La Brigata di Solidarietà di Quarto (NA). Nella fase 1 le brigate si sono concentrate sulla distribuzione e reperimento di generi di prima necessità e farmaci per tutte quelle famiglie che le istituzioni hanno lasciato all’abbandono. (…) I contributi per la creazione dei pacchi alimentari sono stati raccolti con sottoscrizioni fatte dagli operai e dai lavoratori, mettendo in contatto varie categorie delle masse popolari. Quando sono stati stanziati i soldi per i buoni spesa, la brigata si è occupata del supporto tecnico alla compilazione dei moduli, aprendo una sorta di sportello popolare. A venti giorni dalla scadenza del bando e non avendo avuto ancora nessuna notizia sulle graduatorie, le brigate hanno promosso la battaglia per i bonus spesa assieme alle famiglie che si sono mobilitate per imporre all’Amministrazione Comunale che quei soldi fossero erogati in modo trasparente a chi ne avesse diritto: ci sono stati vari presidi sotto il Comune e la polizia è intervenuta caricando i manifestanti e denunciandone almeno quindici. Pertanto l’allargamento del fronte della solidarietà è stato un passo “naturale”: non solo raccolta di generi alimentari, ma anche sostegno a chi è stato colpito dalla repressione.
Contemporaneamente ci siamo occupati dell’inchiesta per individuare i soggetti più colpiti dall’emergenza, le reali esigenze delle masse popolari e soprattutto prendere contatti per organizzare il lavoro da sviluppare in seguito, facendo in modo che le Brigate non fossero soltanto i “bravi ragazzi che consegnano la spesa”, ma un collettivo che analizzi il proprio territorio e studi le soluzioni dal basso per risolvere i problemi immediati delle masse popolari. Dal questionario è emerso che a essere più in difficoltà sono i lavoratori in nero, i precari (molti dei quali sono stati licenziati durante l’emergenza) e le P.IVA (che hanno dovuto chiudere le proprie attività o contrarre l’ennesimo debito con lo Stato per cercare di rimanere a galla): la principale problematica è proprio il lavoro!
Nella “Fase 2” il contenuto della mobilitazione punta a promuovere l’organizzazione dei disoccupati e dei precari nella lotta per il lavoro.

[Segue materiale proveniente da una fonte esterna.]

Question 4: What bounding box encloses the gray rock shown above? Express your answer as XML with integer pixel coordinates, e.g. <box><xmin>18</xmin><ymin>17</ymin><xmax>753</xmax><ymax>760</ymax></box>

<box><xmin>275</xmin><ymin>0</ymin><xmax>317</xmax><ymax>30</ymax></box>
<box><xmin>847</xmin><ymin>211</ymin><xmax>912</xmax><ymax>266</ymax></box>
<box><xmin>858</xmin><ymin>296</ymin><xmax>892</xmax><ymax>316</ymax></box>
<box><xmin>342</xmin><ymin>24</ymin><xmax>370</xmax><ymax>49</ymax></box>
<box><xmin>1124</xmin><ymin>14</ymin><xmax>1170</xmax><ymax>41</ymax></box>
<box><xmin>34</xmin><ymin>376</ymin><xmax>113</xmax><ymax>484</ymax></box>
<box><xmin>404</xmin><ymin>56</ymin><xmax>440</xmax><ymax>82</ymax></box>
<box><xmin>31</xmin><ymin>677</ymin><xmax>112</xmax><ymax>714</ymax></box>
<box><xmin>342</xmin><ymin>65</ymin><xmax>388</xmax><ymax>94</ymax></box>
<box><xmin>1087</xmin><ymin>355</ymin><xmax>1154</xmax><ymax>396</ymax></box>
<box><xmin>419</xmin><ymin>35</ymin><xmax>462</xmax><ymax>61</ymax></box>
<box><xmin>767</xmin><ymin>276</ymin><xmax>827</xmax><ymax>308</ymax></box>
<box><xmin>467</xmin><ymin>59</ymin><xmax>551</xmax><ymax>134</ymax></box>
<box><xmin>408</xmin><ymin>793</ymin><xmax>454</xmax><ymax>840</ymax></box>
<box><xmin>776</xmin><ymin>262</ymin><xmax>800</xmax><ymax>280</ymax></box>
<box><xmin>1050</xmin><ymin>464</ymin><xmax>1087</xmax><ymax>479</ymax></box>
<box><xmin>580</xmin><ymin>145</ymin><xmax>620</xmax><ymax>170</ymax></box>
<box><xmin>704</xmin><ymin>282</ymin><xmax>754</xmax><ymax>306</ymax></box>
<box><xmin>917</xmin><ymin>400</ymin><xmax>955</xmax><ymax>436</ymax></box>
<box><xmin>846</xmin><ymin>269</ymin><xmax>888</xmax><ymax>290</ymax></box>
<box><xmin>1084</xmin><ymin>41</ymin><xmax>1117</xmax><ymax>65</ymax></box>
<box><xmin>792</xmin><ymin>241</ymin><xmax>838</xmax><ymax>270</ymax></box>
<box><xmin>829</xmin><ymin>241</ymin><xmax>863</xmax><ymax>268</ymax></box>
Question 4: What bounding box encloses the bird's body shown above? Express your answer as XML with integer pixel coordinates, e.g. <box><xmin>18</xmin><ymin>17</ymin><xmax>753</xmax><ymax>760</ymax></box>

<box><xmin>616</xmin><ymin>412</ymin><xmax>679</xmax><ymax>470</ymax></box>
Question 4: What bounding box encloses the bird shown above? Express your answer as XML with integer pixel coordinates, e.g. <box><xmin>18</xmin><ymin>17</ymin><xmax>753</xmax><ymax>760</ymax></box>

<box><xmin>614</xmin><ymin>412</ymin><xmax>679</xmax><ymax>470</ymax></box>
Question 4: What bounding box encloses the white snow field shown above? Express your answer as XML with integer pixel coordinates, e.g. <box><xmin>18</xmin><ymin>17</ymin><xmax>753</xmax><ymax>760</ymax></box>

Parallelamente, a fronte delle denunce e della repressione subita, le brigate si stanno mobilitando per costruire il coordinamento con altre esperienze del territorio napoletano che si stanno battendo su questo tema, tra cui i Disoccupati 7 Novembre, il SI COBAS, ecc.
Questa esperienza insegna che con la raccolta e distribuzione di generi di prima necessità, la brigata si è costituita e si è consolidata; ma senza l’incondizionato sostegno alla lotta per l’erogazione dei buoni spesa (la maggioranza dei denunciati appartiene alla brigata) e senza “il salto” dell’organizzazione dei disoccupati, oggi avrebbe perso la sua funzione di riferimento e spinta per le masse popolari e si sarebbe esaurita. Tenendo conto delle molte differenze fra un territorio e l’altro, fra una brigata e le altre, penso che il ragionamento possa essere spunto di riflessioni anche per altri compagni e compagne: non solo per evitare di disperdere il patrimonio che le brigate rappresentano, ma per svilupparle.